国立情報学研究所(NII)と日本眼科学会は,日本医療研究開発機構(AMED)の支援により構築された学会主導データベース「JOIR」で収集された画像データを用いて,眼底画像から個人の性別を推定するAIを開発し,無償公開を開始した(ニュースリリース)。
深層学習(DL)は機械学習におけるブレークスルーであり,特に画像認識の分野では人工知能(AI)の代名詞となるほど盛んに利用されている。そして,画像認識の精度は人間を上回るとの報告も増加している。

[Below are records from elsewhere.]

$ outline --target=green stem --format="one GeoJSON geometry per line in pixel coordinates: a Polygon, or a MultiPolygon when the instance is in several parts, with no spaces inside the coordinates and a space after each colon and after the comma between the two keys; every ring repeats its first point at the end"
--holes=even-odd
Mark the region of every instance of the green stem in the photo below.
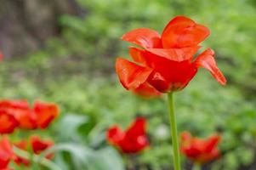
{"type": "Polygon", "coordinates": [[[173,93],[169,93],[168,96],[168,105],[169,105],[169,115],[170,115],[170,127],[171,127],[171,135],[173,142],[173,150],[174,150],[174,170],[180,170],[180,161],[179,161],[179,147],[178,140],[178,132],[177,132],[177,123],[174,107],[174,97],[173,93]]]}
{"type": "Polygon", "coordinates": [[[201,165],[199,163],[194,163],[192,170],[201,170],[201,165]]]}
{"type": "Polygon", "coordinates": [[[17,147],[14,147],[14,150],[15,154],[17,154],[17,156],[23,157],[25,159],[28,159],[28,160],[31,159],[31,161],[33,162],[40,163],[43,166],[48,167],[48,169],[61,170],[61,168],[59,167],[55,163],[54,163],[53,162],[51,162],[46,158],[41,158],[39,156],[36,156],[36,155],[33,155],[33,156],[31,157],[29,153],[27,153],[26,151],[22,150],[17,147]]]}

NIIは2017年に医療ビッグデータ研究センター(RCMB)を設置し,医療画像ビッグデータのデータベースと機械学習の計算資源を併せ持った統合クラウド環境を整備運用している。クラウド基盤には,NIIの解析チームとして名古屋大学などの全国の医療画像解析の研究者が接続し,連携してさまざまな医療補助AIの研究開発を行なっている。
一方,日本眼科学会は,眼底画像を含む眼科データを全国の眼科関連施設から収集し,医療補助AIの研究開発を支援・促進する目的で,一般社団法人Japan Ocular Imaging Registry(JOIR)を2019年に設立。JOIRのデータベースに収集した眼科画像を利用して医療支援AIを研究開発している。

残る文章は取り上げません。